Opinion polls are too close to call, but the financial markets prefer clarity and tend to be more volatile when the near future is uncertain. However, in this election, uncertainties abound. The weakened economy, pandemic issues, concerns about election security, and the possibility of delayed or contested results, means that investors face a wide range of uncertainties.1
No matter who is elected, investors should prepare for predicted increases in market volatility in the weeks before and after the election.
Investment Considerations if Donald Trump is Re-elected
President Trump wants to preserve his signature 2017 tax legislation, the Tax Cuts and Jobs Act (TCJA).
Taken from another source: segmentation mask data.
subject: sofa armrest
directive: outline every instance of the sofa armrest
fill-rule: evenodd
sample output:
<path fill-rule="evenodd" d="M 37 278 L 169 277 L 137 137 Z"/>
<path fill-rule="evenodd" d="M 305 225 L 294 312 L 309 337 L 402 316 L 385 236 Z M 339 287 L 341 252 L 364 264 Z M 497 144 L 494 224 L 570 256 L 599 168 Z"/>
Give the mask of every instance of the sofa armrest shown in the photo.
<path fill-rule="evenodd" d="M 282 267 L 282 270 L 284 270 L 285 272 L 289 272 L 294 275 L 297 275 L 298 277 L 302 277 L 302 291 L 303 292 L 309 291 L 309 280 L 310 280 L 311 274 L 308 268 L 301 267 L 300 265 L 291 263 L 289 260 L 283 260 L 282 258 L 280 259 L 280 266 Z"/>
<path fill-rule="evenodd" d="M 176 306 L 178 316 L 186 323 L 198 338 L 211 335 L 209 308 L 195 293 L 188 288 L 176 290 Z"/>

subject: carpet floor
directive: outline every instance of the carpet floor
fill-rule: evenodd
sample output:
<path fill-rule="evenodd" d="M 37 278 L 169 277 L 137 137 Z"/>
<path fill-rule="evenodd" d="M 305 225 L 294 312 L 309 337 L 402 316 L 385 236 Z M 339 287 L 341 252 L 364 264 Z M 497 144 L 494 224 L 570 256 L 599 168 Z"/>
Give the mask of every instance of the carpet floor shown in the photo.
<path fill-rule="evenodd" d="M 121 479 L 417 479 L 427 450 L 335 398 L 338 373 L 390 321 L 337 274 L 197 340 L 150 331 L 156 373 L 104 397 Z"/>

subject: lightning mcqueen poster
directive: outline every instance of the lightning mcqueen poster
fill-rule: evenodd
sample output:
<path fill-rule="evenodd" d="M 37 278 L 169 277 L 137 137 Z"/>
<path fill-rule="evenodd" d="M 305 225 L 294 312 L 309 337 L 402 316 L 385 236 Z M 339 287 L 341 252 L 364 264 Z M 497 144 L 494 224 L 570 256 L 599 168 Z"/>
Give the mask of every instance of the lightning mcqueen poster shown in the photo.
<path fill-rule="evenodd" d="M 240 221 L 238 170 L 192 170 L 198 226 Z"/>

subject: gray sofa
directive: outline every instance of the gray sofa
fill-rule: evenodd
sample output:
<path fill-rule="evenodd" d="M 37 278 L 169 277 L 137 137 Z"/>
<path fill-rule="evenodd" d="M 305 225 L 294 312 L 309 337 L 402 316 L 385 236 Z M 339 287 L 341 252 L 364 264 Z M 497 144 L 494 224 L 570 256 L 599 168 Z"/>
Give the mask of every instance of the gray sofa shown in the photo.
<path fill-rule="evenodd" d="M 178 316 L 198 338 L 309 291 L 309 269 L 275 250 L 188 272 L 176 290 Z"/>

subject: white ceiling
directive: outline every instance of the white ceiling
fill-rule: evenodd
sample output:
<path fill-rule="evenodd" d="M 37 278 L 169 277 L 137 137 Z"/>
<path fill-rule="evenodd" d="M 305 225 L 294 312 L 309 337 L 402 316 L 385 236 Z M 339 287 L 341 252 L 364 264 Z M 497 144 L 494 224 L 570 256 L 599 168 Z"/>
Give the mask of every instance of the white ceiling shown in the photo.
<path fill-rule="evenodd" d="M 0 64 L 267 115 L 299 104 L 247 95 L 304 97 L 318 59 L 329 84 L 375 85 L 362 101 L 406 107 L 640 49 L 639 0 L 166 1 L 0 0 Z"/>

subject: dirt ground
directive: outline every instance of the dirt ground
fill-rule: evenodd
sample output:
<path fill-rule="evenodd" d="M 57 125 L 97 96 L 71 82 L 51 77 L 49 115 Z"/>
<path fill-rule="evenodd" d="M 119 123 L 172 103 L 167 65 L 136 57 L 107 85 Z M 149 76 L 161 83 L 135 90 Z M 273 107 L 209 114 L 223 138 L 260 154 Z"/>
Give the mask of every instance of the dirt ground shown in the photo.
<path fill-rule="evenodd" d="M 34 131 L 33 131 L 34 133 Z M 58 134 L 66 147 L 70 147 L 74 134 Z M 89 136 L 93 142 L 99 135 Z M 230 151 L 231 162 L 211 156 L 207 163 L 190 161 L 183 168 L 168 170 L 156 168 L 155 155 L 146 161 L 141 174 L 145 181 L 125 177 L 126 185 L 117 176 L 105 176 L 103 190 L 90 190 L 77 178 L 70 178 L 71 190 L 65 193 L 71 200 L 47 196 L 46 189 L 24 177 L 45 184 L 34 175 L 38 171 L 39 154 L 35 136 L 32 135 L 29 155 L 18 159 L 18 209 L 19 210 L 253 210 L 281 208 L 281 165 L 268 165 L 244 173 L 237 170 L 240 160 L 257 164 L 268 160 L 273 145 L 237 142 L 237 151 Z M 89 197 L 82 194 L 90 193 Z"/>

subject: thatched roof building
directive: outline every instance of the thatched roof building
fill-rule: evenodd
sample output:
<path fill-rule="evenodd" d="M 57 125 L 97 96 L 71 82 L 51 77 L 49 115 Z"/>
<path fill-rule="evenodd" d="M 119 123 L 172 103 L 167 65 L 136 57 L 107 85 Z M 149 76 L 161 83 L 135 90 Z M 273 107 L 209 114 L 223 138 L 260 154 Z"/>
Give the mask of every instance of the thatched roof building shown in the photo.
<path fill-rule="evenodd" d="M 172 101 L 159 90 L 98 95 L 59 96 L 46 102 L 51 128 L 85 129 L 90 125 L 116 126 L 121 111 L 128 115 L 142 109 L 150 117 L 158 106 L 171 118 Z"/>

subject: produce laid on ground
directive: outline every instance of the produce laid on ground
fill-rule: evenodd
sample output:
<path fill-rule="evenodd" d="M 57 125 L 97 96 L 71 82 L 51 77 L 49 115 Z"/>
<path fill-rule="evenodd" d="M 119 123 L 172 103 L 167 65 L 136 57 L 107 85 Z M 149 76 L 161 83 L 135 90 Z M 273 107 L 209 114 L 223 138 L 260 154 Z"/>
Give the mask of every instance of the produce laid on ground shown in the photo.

The TCJA lowered tax rates for individuals at most income levels, roughly doubled the standard deduction, and eliminated the deduction for personal exemptions — so far fewer taxpayers now itemize on their tax returns.
The federal estate and gift tax exclusion was also doubled, reaching $11.58 million in 2020 (adjusted for inflation). This is the amount that can be transferred to heirs free of federal tax.
These changes to individual tax rates and the exclusion are temporary and scheduled to revert back to pre-TCJA levels in 2026.
For businesses, the TCJA reduced corporate tax rates from a top rate of 35% to a flat rate of 21%, repealed the corporate alternative minimum tax, and enhanced deductions for capital investments.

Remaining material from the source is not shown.